Informele zorg door ouders werkt fantastisch

Marlou (36) is moeder van twee jonge zorgintensieve kinderen (4 en 8). In 2008 nam haar man Eelco het melkveebedrijf over van zijn vader en oom. Marlou startte datzelfde jaar met dagbesteding op de boerderij. De kinderen kwamen later. Eerst Jesse (2012), met een neurologische aandoening. Vier jaar later Foppe met de ziekte van Hirschsprung.

Foppe, Jessie en ouders

Dit jaar besloten de ouders de verzorging en verpleging voor Foppe helemaal zelf te gaan doen. Dat doet hem merkbaar goed. Iedereen tevreden, ook het medisch behandelteam. Alleen de zorgverzekeraar denkt er anders over.
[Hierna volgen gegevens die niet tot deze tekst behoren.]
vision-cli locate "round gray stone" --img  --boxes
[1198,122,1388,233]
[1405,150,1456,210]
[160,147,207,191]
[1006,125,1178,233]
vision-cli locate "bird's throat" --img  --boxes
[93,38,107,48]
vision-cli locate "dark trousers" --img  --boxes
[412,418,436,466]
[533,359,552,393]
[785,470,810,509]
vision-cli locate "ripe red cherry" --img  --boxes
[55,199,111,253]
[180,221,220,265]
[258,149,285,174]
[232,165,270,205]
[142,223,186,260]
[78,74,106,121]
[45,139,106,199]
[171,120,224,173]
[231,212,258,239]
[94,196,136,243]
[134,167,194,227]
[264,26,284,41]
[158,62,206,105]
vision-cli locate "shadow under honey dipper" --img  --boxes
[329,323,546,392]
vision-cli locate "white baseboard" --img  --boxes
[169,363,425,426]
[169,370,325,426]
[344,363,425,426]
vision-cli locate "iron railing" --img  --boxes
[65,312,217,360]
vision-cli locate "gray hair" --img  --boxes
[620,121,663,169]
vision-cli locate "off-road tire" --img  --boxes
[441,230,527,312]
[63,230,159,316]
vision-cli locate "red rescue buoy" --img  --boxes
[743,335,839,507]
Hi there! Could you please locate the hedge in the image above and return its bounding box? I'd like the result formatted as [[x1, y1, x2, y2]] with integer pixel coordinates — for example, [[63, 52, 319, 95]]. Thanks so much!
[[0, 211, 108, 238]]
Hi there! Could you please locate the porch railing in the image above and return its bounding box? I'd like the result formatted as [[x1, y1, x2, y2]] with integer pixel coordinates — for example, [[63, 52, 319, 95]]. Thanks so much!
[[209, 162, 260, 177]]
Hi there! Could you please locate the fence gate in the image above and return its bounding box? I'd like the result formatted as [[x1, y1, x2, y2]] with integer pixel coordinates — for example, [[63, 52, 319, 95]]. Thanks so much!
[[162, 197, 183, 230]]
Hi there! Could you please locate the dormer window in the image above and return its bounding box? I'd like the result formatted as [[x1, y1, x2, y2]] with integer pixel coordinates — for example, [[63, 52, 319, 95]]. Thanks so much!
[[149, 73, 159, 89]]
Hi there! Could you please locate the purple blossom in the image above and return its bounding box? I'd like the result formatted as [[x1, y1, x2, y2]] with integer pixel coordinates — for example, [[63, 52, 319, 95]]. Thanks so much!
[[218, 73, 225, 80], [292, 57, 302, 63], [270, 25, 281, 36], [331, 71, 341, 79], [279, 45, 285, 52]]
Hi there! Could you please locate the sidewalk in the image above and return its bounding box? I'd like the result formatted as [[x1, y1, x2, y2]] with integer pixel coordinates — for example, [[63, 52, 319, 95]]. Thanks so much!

‘Foppe behoort met zijn chronische darmziekte helaas tot de zwaardere gevallen’, vertelt Marlou. ‘Operaties leverden geen verbetering op. In zijn korte leventje lag hij al 21 keer in het ziekenhuis.

Voor obstipatie, ingrepen/operaties en te lage bloedsuikerspiegel na plotseling opkomend overgeven. In geval van het laatste is een infuus de enige oplossing. Op een gewone dag spoelen wij hem twee maal per dag rectaal en krijgt hij vijf keer per dag sondevoeding. Foppe heeft een ‘totale orale weigering.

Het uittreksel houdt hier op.